Olaylar yaşanır ve biter. Ama anlatılar -belki bir gün onlar da yanıp gidecek olsa da- olayın kendisinden daha uzun süre yaşarlar. Ancak anlatı, olayları olduğu gibi bırakmaz. Onları yeniden şekillendirir ve körpe hafızalara doldurur. Peki bu hikayelerin kaynağı nedir? Yine o olayı yaşamış veya sağdan soldan duymuş olanların anlattıkları, yazdıkları, yazdırdıklarıdır. Ancak olayın aksine onu tecrübe etme hali tekil değil, çoğuldur.

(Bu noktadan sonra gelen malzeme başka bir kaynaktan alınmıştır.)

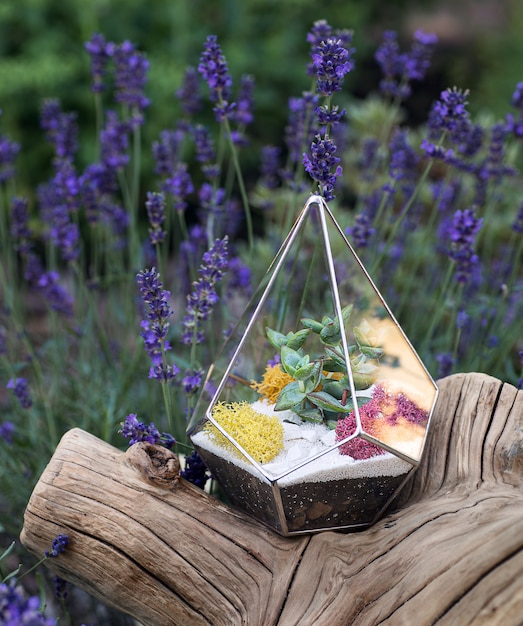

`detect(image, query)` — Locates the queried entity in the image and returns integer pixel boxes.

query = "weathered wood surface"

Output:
[21,374,523,626]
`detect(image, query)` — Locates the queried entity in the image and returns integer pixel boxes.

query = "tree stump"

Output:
[21,374,523,626]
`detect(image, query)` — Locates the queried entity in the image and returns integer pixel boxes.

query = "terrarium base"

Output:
[197,446,411,536]
[21,374,523,626]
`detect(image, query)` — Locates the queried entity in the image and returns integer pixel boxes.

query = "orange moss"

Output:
[251,364,294,404]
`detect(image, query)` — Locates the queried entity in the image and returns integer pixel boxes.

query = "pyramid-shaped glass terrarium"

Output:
[188,196,437,535]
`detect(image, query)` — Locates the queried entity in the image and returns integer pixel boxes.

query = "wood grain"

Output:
[21,374,523,626]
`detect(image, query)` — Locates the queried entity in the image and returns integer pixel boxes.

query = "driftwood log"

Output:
[21,374,523,626]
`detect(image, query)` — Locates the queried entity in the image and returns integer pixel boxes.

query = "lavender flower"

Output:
[285,91,318,163]
[0,421,15,444]
[506,82,523,139]
[260,146,281,189]
[111,41,149,117]
[0,579,56,626]
[85,33,109,93]
[234,74,254,126]
[182,236,228,345]
[45,533,69,559]
[436,352,454,378]
[404,30,438,80]
[448,209,483,284]
[145,192,166,246]
[136,267,180,382]
[303,135,343,202]
[7,378,33,409]
[312,37,354,96]
[198,35,236,122]
[118,413,176,450]
[180,450,211,489]
[176,67,202,117]
[162,162,194,213]
[512,203,523,233]
[192,124,220,180]
[428,87,470,145]
[346,213,375,248]
[375,30,438,100]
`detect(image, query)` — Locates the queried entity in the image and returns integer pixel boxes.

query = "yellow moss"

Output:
[205,402,283,463]
[251,364,294,404]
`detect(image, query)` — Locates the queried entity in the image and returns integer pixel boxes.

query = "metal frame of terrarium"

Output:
[188,195,438,535]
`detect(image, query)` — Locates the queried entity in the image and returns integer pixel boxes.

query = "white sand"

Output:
[192,400,418,485]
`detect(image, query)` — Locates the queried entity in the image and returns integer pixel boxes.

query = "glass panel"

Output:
[189,196,437,529]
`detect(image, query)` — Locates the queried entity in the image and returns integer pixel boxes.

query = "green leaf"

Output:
[265,326,287,350]
[286,328,311,350]
[341,304,354,322]
[305,361,323,393]
[322,380,348,400]
[280,345,303,377]
[325,346,347,372]
[300,317,323,335]
[307,391,350,413]
[320,322,341,346]
[360,346,383,359]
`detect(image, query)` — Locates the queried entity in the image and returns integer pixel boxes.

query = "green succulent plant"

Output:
[266,305,383,428]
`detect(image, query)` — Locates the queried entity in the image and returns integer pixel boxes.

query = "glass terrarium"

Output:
[188,196,437,535]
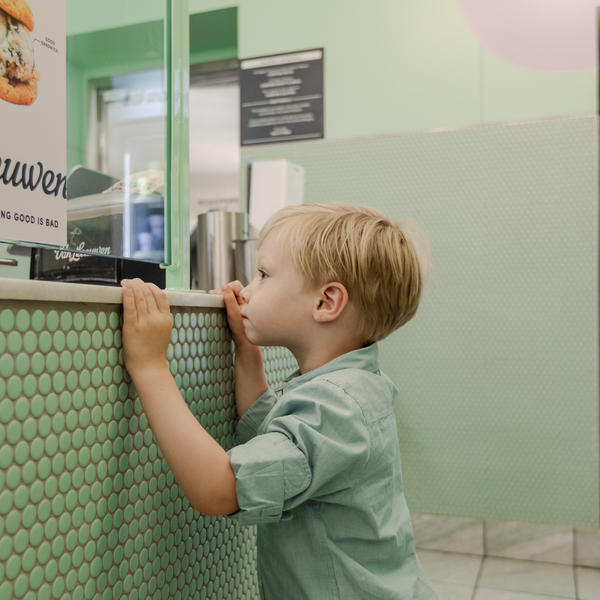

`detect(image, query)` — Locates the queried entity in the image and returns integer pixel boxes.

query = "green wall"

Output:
[190,0,597,138]
[244,116,600,526]
[63,0,600,525]
[67,0,597,138]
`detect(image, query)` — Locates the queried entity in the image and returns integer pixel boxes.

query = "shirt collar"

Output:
[276,343,379,391]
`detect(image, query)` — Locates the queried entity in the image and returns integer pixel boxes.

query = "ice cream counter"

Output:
[0,279,295,600]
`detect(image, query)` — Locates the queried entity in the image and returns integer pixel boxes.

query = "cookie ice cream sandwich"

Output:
[0,0,39,105]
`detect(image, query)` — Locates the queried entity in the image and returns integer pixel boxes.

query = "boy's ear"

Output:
[313,281,348,323]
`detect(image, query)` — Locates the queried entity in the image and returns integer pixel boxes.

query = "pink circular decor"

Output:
[458,0,600,71]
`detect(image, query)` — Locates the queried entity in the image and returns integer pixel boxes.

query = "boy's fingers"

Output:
[148,283,171,315]
[129,279,148,319]
[142,283,158,312]
[121,284,137,321]
[223,288,240,314]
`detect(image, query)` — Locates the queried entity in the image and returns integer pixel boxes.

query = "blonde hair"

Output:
[257,202,429,343]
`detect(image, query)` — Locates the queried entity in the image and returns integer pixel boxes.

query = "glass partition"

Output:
[0,0,171,268]
[67,0,169,262]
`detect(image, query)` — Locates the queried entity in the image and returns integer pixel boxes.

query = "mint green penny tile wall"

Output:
[0,301,295,600]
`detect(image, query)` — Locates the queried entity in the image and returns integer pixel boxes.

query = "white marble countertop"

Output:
[0,278,223,308]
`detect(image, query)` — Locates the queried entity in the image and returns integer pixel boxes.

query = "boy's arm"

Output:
[212,281,269,417]
[122,279,239,515]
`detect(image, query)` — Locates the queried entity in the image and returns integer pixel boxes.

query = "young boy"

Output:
[123,204,435,600]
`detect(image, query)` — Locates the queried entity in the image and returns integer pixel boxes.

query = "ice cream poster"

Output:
[0,0,67,246]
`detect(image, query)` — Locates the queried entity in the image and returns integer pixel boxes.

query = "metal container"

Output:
[233,239,257,285]
[196,210,248,290]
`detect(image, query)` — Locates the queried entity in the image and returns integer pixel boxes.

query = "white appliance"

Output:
[248,159,304,238]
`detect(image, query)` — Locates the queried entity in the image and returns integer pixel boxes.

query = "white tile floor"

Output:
[417,549,600,600]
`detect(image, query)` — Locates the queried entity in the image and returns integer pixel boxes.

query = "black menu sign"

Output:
[240,48,323,146]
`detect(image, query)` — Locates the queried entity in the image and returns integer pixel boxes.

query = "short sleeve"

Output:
[229,381,370,525]
[235,388,277,444]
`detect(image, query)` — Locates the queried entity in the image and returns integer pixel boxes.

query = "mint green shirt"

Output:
[229,344,436,600]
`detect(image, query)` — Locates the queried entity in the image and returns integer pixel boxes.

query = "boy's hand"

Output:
[121,279,171,377]
[208,281,250,348]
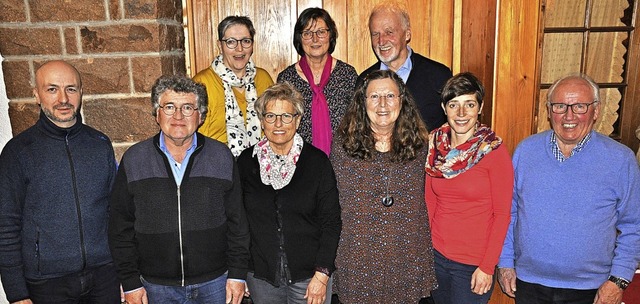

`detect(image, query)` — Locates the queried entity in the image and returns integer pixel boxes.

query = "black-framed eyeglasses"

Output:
[160,103,196,117]
[367,93,400,104]
[549,100,598,114]
[302,28,329,40]
[264,112,299,124]
[220,38,253,49]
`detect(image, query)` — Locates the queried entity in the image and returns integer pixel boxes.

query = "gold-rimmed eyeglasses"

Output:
[549,100,598,114]
[160,103,196,117]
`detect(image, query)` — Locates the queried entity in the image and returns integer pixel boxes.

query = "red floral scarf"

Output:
[425,123,502,179]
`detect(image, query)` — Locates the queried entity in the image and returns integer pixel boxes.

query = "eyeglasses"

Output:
[220,38,253,49]
[367,93,400,104]
[264,112,299,124]
[160,103,196,117]
[445,101,478,112]
[549,100,598,114]
[302,28,329,40]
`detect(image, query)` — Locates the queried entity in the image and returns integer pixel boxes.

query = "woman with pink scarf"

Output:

Tarihi olaylar bir defa cereyan eder, kişiler de onları bir kez tecrübe eder. Ama aynı olayın farklı tecrübelerini alt alta dizince, elimize birden fazla yaşanmışlık çıkar. Bazı insanlar yaşamakla kalmaz, bu sergüzeşti anlatmaya da muvaffak olurlar. Ama onların anlatısı olayın kendisi değil, onların tecrübe ettikleri halinin nankörlük etmesi muhtemel bir hafızanın çıktısıdır.

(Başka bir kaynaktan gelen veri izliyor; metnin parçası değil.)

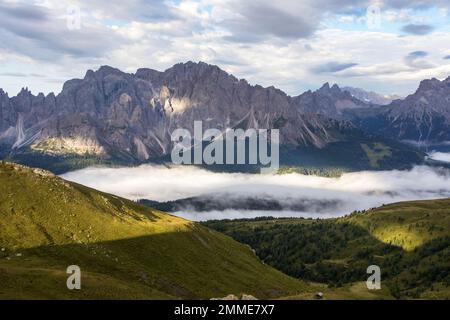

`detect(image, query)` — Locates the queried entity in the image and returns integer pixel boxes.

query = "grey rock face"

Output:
[379,77,450,143]
[342,87,401,106]
[0,62,354,161]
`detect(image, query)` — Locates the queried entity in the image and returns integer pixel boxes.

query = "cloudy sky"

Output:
[0,0,450,96]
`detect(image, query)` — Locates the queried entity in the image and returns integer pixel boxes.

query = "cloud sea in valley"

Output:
[62,154,450,221]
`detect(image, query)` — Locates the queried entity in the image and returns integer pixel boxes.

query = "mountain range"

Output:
[0,62,450,171]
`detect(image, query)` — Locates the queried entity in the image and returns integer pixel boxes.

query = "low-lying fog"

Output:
[62,159,450,221]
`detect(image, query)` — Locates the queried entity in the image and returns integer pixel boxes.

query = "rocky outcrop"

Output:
[0,62,358,161]
[293,83,370,120]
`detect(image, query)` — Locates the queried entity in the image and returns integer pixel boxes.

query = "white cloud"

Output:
[0,0,450,95]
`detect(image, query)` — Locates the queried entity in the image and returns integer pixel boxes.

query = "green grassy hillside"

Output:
[205,199,450,299]
[0,162,312,299]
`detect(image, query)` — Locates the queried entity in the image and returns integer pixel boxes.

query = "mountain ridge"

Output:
[0,62,423,168]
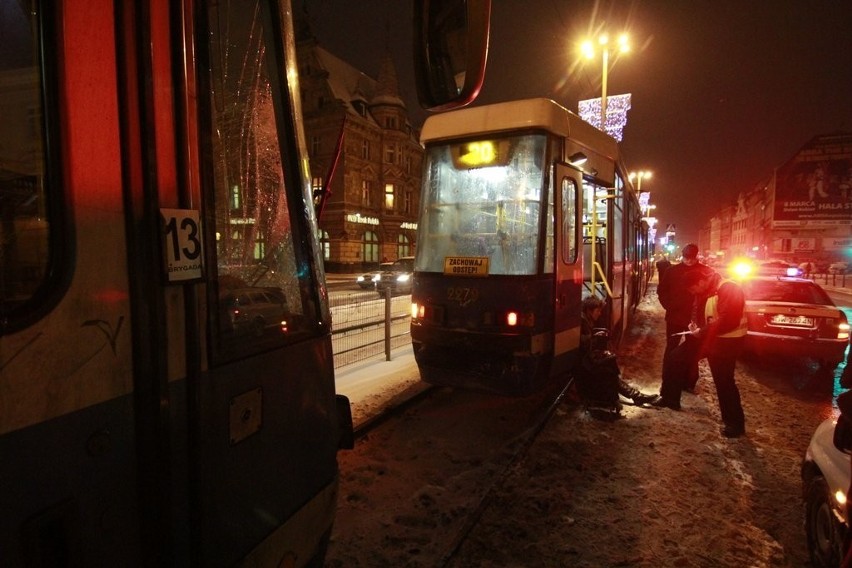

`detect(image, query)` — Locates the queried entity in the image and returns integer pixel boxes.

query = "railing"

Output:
[331,291,411,369]
[804,272,852,288]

Olayları günü gününe yazan günlükler veya belgeler de, yine bir tarafın emellerine ve ruh haline bağlı şekilde ortaya çıkarlar. Böyle olunca bir olayın, örneğin İstanbul’un fethinin yüzlerce anlatısının ortaya çıktığına şahit oluruz. Olay tektir, ama her bir aktörü kadar yaşanmışlık barındırır. Bunlardan bugüne intikal edenleri bir araya getirip karşılaştırmak, parçaları birleştirmek, analitik bir süzgeçten geçirmek, bir yandan da herkesin tecrübesinin biricikliğini kaçırmamak tarihçiye düşen görevdir. Böylelikle tarihçi, çok sayıda yaşanmışlıktan, olayın önce kendisini sonra okurlarını ikna eden tutarlı bir halini meydana getirir. Onları yeniden teke indirmeye çalışır.

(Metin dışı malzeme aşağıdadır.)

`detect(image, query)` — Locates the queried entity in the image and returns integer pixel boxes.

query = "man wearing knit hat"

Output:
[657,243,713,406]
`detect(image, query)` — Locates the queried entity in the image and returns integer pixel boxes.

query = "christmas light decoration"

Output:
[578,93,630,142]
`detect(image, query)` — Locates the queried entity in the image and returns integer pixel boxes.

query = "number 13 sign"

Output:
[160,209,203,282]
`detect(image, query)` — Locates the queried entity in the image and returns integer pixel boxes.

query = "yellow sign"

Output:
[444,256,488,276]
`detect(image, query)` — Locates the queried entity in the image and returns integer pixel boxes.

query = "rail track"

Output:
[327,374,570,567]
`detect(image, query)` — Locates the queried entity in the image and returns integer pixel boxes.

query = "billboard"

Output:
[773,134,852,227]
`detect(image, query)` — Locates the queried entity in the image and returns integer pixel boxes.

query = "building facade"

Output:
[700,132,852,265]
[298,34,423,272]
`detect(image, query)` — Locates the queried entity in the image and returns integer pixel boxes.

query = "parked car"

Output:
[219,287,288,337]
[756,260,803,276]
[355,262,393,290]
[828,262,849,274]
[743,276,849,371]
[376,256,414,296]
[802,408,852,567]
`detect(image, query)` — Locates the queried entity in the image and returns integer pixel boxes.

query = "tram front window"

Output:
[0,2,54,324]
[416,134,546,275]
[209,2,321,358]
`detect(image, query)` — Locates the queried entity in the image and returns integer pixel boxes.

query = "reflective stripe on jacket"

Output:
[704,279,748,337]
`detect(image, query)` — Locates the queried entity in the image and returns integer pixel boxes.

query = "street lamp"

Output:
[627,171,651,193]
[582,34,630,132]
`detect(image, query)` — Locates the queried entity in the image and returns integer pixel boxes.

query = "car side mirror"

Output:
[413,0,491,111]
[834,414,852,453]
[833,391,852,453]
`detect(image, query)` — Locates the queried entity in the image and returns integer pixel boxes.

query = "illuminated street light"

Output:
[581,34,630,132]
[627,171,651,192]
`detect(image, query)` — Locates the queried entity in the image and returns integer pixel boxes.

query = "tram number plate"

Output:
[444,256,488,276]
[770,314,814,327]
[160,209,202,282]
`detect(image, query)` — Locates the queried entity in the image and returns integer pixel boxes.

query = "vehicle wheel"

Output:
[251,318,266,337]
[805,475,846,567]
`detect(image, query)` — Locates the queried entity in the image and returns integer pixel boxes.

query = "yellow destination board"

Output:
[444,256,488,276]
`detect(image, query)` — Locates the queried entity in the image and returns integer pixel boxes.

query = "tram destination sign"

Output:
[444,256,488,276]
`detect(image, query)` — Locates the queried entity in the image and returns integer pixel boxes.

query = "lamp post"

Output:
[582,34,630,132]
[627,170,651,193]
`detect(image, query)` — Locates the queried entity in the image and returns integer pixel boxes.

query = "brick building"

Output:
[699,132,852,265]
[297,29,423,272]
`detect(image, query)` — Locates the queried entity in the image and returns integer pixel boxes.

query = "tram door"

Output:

Tarihçinin kendi katında ‘topladığı’ anlatılar yumağı bu kez başka bir anlatı doğurmuş olur. İkincil anlatı dediğimiz bu gruptaki malzeme, olayın sonraki nesillerin hafızasına, bu kez onların diliyle ve kavramlarıyla kazınmasına hizmet eder. Buna ‘ideal vatandaş’ hedefiyle hazırlanan okul kitapları, popüler roman ve filmler, kahvehane sohbetleri de katılır ve tekil olan olay, adeta bölünerek çoğalmış, aktörlerinden çok daha geniş bir kitlenin paylaştığı bir hikaye haline gelmiştir.
Tek bir olay, onu yaşayanların zihnindeki çok çeşitli halleriyle ve sonraki nesillerin tekrar tekrar derlemesiyle ve bu derlemelerin okur veya dinleyicinin zihninde yeniden canlanmasıyla, neredeyse sonsuz farklı versiyon edinir. Sezar Brütüs’ün ihanetiyle bir kere öldürülmüş olsa da ondan sonra gelen yüzlerce nesil, onu yeniden yaşatmak uğruna, yeniden öldürmeyi de tekrar tekrar göze alır. Tarihi karakter reenkarnasyonu veya Nietzsche’nin ebedi dönüş mitini andırır şekilde, her ölümden sonra yeniden doğmaktadır.
Hülasa, Umberto Eco Gülün Adı’nın sonunda bize şu cümleyle anlatır bu durumu: “Adıyla var bir zamanlar gül olan, salt adlar kalır elimizde.”